C’était le niveau éthique personnel. Il y a aussi le niveau de la justice sociale, qui est très important : « Les stratégies sanitaires, destinées à la poursuite de la justice et du bien commun, doivent être économiquement et éthiquement durables ». (3) Certes, dans le Service de santé national italien, une grande place est donnée à l’universalité de l’accès aux soins, mais le pharmacien – même dans les hiérarchies de gestion et d’administration – n’est pas un simple exécutant. C’est pourquoi les critères de gestion et financiers ne sont pas le seul élément à prendre en considération. La culture du rebut ne doit pas porter atteinte à votre profession. Et sur ce point également il faut toujours être vigilant. « Dieu notre Père a confié la tâche de prendre soin de la terre non pas à l’argent, mais à nous : aux hommes et aux femmes. C’est notre tâche ! Au contraire, des hommes et des femmes sont sacrifiés aux idoles du profit et de la consommation : c’est la « culture du rebut » ». (4) Chez les personnes âgées aussi : donner la moitié des médicaments et ainsi, on écourte la vie… C’est une mise au rebut, oui. Cette observation qui, à l’origine, se référait à l’environnement, vaut à plus forte raison pour la santé de l’être humain.

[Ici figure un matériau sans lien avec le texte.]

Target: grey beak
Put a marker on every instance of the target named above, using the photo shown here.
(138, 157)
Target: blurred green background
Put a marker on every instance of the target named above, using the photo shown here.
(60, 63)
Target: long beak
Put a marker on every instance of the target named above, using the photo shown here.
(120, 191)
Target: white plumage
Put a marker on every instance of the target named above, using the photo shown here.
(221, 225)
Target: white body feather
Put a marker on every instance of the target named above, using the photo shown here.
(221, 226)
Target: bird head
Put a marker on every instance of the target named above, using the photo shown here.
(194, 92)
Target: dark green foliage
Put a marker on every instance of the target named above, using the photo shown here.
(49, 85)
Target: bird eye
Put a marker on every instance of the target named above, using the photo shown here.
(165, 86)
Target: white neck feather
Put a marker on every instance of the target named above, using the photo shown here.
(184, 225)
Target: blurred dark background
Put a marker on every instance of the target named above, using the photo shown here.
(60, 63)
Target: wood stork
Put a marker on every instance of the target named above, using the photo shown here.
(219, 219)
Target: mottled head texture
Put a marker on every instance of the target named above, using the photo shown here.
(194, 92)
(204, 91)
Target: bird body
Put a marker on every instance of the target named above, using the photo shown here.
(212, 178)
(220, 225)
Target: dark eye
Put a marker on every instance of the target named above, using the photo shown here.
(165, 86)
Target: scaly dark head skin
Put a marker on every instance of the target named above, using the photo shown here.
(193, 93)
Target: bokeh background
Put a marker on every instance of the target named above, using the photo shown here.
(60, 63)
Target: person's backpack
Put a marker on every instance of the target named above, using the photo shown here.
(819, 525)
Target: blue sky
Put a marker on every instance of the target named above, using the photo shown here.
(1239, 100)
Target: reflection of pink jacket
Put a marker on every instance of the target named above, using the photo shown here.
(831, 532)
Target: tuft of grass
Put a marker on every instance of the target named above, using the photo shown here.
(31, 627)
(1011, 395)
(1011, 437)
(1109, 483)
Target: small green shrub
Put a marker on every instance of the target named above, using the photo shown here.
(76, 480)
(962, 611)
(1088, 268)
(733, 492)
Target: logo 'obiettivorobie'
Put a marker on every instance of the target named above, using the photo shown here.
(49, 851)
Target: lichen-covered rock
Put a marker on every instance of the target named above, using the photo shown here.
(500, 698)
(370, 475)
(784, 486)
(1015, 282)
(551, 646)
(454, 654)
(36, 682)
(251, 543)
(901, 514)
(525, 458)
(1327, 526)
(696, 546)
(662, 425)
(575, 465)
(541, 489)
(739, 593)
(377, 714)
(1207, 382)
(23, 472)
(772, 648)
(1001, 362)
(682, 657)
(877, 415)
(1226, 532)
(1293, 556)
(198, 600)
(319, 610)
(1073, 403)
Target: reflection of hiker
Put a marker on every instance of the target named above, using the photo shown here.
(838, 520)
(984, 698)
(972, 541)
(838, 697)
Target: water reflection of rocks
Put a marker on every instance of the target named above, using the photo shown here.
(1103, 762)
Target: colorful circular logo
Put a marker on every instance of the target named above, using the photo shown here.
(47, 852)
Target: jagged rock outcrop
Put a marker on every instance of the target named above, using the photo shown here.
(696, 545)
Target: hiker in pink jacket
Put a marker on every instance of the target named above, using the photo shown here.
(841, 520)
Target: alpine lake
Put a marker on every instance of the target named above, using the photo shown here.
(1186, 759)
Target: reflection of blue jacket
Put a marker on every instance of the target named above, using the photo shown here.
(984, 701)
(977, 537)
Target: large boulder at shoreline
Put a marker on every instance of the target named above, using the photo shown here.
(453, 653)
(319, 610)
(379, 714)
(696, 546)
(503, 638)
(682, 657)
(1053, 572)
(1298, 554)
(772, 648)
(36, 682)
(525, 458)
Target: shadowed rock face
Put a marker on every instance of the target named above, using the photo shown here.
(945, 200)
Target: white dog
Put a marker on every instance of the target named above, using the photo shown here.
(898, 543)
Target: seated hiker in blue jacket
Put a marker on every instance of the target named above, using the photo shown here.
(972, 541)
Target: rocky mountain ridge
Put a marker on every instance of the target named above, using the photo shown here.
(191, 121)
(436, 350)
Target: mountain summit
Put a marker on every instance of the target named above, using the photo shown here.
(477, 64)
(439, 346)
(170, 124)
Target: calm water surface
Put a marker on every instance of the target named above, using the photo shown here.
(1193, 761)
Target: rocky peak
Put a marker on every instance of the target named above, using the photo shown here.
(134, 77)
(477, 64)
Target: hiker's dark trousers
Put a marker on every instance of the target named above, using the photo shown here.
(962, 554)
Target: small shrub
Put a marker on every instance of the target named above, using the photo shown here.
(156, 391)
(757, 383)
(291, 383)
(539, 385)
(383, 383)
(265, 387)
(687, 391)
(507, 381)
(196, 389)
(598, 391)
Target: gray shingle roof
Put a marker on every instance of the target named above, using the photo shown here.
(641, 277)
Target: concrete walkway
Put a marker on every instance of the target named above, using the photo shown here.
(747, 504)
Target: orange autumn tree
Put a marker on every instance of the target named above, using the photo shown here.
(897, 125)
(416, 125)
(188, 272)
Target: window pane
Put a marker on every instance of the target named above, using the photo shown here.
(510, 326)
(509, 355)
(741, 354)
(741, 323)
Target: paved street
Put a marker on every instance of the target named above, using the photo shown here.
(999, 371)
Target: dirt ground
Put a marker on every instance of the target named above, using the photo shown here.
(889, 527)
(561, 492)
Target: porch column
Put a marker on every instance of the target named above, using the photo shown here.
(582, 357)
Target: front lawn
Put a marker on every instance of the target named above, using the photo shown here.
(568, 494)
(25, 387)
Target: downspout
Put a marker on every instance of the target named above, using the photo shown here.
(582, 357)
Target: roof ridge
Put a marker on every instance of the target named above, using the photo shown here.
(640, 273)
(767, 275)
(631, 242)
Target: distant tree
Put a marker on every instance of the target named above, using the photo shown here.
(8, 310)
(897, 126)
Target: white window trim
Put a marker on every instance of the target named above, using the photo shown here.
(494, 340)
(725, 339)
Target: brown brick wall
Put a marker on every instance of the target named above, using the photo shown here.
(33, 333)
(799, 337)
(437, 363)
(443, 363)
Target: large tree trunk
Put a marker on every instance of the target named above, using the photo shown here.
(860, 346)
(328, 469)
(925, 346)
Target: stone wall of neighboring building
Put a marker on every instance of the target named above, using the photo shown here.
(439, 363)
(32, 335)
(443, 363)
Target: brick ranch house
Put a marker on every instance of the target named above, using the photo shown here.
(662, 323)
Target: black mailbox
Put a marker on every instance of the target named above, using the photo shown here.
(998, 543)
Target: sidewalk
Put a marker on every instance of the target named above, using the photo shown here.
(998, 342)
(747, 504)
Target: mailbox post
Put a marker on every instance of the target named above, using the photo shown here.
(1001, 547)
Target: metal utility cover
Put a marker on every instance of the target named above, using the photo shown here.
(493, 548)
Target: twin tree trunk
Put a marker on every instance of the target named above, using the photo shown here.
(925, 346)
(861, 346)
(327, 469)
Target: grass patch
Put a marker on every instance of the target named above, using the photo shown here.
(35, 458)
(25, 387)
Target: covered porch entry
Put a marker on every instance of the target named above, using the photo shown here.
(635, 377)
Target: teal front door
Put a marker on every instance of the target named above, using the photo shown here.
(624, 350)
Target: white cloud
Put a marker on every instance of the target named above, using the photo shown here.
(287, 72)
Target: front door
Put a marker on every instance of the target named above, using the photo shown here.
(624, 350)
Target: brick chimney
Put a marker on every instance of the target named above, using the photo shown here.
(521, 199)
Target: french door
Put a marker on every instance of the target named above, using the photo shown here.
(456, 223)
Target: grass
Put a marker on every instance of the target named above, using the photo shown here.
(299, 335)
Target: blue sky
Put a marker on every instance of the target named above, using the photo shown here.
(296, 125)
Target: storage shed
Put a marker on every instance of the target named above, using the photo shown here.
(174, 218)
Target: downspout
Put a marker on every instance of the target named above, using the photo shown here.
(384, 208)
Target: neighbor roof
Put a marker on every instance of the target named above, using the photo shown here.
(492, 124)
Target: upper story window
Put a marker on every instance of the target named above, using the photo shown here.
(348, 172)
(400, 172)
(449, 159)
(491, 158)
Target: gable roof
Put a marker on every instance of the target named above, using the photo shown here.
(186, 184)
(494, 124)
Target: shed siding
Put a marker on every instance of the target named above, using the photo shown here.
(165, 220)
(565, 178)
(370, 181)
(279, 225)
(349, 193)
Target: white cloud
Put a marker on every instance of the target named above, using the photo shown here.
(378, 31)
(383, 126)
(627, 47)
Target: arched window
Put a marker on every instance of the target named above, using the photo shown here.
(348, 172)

La gestion des ressources et l’attention à ne pas gaspiller ce qui est confié aux mains de chaque pharmacien revêtent une signification non seulement économique mais éthique, ou plutôt, humaine, très humaine. Pensons à l’attention aux détails, à l’acquisition et au stockage des produits, à leur utilisation correcte et à leur acheminement vers ceux qui en ont un besoin urgent. Pensons à la relation avec les différents acteurs – les chefs de service, les infirmiers, les médecins et les anesthésistes – et avec toutes les structures impliquées.
Je vous remercie pour cette visite et je souhaite que vous puissiez continuer votre métier si humain, si digne, si grand et bien souvent tellement silencieux que personne ne s’en aperçoit. Merci beaucoup ! Que Dieu vous bénisse tous. Et priez pour moi. Merci !
______________
[1] Cf. Conseil pontifical pour la Pastorale de la Santé, Nouvelle Charte des Personnels de la Santé (2017), n. 60.
[2] Cf. Conférence de presse pendant le vol de retour de Bratislava (15 septembre 2021).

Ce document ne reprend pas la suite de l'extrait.